Rot-Gelbe Aufholjagd wird belohnt
Die Partie war zumeist unter Kontrolle der Gäste, die den Ballbesitz dominierten, aber keine zwingenden Torgelegenheiten herausspielten. Den ersten möglichen Konter nutzte Hugo Almeida in der 18. Spielminute und netzte per Kopf ein. Mit der Führung für die Hausherren ging es in die Pause. In der zweiten Hälfte sahen die Zuschauer dann ein Spiel in eine Richtung und zwar auf das Tor von Besiktas-Keeper Tolga Zengin. Der Ausgleichstreffer war nur eine Frage der Zeit. In der 59. Minute klingelte es dann letztlich. Nach Vorlage von Neuzugang Bruma, schob Stürmer-Routinier Didier Drogba den Ball in die rechte Ecke. Erneut brachte dann der Ivorer den Titelverteidiger in Führung (72.). Die Besiktas-Profis reklamierten allerdings auf Handspiel von Assistgeber Burak Yilmaz bei der Ballannahme. In der Nachspielzeit kam es dann zu einer der unrühmlichsten Szenen in der Historie des türkischen Fußballs. Nach dem Foul von Melo an Ramon Motta kam es zwischen den Spielern zu Streitigkeiten. Die Situation auf dem Platz heizte die Stimmung Hunderter von Fans auf den Rängen auf. Sie stürmten das Spielfeld, teilweise mit Plastikstühlen in der Hand, die für die Sicherheitsleute vor den Tribünen gedacht waren. Spieler, Schiedsrichter, Trainer und Funktionäre suchten ihr Heil in der Flucht. Selbst die Polizei war anfangs überfordert und lief in Richtung Katakomben, um dort eine Barrikade zu errichten.
Wieder Einsatz von Tränengas
Die Polizei sah wohl den Einsatz von Tränengas als einzige Lösung, woraufhin die Fans zurückrückten. Szenen aus dem Gezi-Park-Protest kamen in Erinnerung. Damals nahm "Carsi", die Fangruppe Besiktas´, an den Protesten öffentlich teil. Die Beamten räumten zuerst das Feld und dann das Stadion. Später am Abend verkündete die Istanbuler Polizei mehr als 60 Festnahmen.

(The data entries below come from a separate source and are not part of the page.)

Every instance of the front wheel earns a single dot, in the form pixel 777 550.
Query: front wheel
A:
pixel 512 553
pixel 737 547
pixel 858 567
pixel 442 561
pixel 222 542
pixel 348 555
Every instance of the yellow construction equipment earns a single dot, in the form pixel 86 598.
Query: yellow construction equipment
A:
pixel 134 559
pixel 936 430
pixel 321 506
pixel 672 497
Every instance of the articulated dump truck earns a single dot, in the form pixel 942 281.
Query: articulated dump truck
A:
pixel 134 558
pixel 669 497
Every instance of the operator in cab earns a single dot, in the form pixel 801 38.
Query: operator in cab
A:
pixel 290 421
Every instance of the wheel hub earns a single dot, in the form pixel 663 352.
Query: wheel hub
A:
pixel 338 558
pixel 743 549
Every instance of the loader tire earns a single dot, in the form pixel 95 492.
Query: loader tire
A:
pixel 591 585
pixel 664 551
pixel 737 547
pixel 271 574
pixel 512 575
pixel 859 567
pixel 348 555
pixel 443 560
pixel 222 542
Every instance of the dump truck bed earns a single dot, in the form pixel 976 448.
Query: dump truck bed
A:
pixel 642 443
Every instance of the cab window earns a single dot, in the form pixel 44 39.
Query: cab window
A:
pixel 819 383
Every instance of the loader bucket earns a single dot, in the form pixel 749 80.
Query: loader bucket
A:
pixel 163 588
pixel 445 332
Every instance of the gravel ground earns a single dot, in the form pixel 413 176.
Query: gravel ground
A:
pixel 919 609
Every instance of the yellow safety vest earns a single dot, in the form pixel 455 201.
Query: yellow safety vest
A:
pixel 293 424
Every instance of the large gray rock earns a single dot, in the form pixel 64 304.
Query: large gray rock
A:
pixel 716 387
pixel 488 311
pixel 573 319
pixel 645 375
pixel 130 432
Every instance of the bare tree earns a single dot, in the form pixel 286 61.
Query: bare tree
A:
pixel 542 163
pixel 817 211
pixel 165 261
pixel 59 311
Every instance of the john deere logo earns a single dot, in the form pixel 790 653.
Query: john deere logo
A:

Kritische Situation: Rote Karte für Melo (Mitte). picture-alliance
Partie wurde abgebrochen
Das Derby wurde in der 93. Minute von Schiedsrichter Aydinus beim Stand von 2:1 für die Gäste abgebrochen. Die Entscheidung über den Ausgang des Spiels wird der Vorstand des TFF in den nächsten Tagen treffen. Man erwartet eine 3:0-Wertung für Galatasaray und eine saftige Strafe für Besiktas. Die "schwarzen Adler" werden wohl einige Spiele vor leeren Tribünen austragen müssen. Lütfi Aribogan, Vorstandsmitglied von Galatasaray, äußerte sich nach der Partie über die Ausschreitungen: "Gut, dass das Verbot für Gäste-Zuschauer in Kraft ist." Damit spielte er auf die Entscheidung des TFF an, die vor zwei Jahren bestimmte, dass unter Istanbuler Klubs der Eintritt für Gäste-Anhänger verboten ist.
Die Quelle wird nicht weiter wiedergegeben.